In this regard, it’s useful to ask a basic question. What is quality? Or an even simpler question, who is the better physician?

Let’s consider two fictional radiologists: Dr. Singh and Dr. Jha.

Dr. Singh is a fast reader. Her turn-around time for reports averages 15 minutes. Her reports are brief with a paucity of differential diagnoses. The language in her reports is decisive and her reports contain very few disclaimers. She has a high specificity meaning that when she flags pathology it is very likely to be present.

The problem is her sensitivity. She is known to miss subtle features of pathology.

There’s another problem. Sometimes when reading her reports one isn’t reassured that she has looked at every organ.
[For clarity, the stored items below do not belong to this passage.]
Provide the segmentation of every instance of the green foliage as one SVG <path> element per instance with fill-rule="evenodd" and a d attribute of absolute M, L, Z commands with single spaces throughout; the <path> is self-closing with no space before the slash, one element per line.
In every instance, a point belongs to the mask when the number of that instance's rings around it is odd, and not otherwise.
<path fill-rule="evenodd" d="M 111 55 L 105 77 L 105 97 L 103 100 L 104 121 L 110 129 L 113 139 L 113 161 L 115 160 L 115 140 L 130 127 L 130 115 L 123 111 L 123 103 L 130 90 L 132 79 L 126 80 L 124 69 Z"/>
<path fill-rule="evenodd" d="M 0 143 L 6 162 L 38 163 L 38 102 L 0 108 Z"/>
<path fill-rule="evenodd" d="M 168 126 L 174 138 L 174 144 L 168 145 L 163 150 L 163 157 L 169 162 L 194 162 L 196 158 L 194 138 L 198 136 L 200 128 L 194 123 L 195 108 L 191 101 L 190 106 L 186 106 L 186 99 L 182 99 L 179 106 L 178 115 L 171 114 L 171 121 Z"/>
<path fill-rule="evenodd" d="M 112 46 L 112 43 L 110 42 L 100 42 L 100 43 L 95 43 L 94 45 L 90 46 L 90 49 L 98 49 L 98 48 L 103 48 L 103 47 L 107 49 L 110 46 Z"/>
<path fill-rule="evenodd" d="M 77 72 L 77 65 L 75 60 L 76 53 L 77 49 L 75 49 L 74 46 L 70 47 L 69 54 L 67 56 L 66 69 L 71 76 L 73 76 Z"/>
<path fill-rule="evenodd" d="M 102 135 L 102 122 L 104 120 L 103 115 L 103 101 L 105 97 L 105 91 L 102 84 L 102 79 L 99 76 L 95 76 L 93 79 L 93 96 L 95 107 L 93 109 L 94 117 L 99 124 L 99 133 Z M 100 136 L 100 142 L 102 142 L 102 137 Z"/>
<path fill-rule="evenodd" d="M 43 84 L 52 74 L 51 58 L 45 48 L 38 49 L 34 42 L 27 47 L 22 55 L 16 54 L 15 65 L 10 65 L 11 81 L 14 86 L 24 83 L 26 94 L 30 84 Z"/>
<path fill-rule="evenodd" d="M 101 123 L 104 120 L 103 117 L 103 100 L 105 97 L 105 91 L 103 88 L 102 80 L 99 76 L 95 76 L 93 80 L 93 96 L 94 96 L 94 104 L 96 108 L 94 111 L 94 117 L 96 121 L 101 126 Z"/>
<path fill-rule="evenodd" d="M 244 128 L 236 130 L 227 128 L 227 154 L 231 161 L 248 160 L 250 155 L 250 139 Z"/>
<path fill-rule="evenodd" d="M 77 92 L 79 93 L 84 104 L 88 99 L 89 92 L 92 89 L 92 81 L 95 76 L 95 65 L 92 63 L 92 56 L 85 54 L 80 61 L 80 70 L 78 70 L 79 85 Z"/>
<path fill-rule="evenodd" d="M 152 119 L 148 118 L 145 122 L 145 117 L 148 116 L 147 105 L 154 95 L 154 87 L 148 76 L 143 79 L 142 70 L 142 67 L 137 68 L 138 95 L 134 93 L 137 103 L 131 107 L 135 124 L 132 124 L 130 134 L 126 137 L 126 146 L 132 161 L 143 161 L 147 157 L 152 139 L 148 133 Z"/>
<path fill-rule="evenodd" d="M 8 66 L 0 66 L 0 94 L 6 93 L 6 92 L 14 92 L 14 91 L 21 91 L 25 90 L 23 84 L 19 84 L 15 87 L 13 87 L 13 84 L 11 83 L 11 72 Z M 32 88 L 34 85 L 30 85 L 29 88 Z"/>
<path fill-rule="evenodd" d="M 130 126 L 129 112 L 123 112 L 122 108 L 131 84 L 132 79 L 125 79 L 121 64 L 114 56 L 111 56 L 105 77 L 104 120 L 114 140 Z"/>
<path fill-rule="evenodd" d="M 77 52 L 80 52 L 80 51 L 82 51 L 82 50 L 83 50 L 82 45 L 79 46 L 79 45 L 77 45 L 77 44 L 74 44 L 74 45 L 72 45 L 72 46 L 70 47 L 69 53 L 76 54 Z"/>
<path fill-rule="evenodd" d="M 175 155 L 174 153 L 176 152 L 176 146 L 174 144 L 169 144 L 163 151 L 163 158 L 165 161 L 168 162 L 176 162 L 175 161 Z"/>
For example, her report of a CAT scan of the abdomen once stated that “there is no appendicitis. Normal CT.” The referring physician called her wondering if she had looked at the pancreas, since he was really worried about pancreatitis not appendicitis. Dr. Singh had, but had not bothered to enlist all normal organs in the report.

Dr. Jha is not as fast a reader as Dr. Singh. His turn-around time for reports averages 45 minutes. His reports are long and verbose. He meticulously lists all organs. For example, when reporting a CAT of the abdomen of a male, he routinely mentions that “there is no gross abnormalities in the seminal vesicles and prostate,” regardless of whether pathology is suspected or absence of pathology in those organs is of clinical relevance.

He presents long list of possibilities, explaining why he thinks a diagnosis is or is not. He rarely comes down on a specific diagnosis.

Dr. Jha almost never misses pathology. He picks up tiny lung cancers, subtle thyroid cancers and tiny bleeds in the brain. He has a very high sensitivity. This means that when he calls a study normal, and he very rarely does, you can be certain that the study is normal.

The problem with Dr. Jha is specificity. He often raises false alarms such as “questionable pneumonia,” “possible early appendicitis” and “subtle high density in the brain, small punctate hemorrhage not entirely excluded.”

In fact, his colleagues have jokingly named a scan that he recommends as “The Jha Scan Redemption.” These almost always turn out to be normal.

Which radiologist is of higher quality, Dr. Singh or Dr. Jha?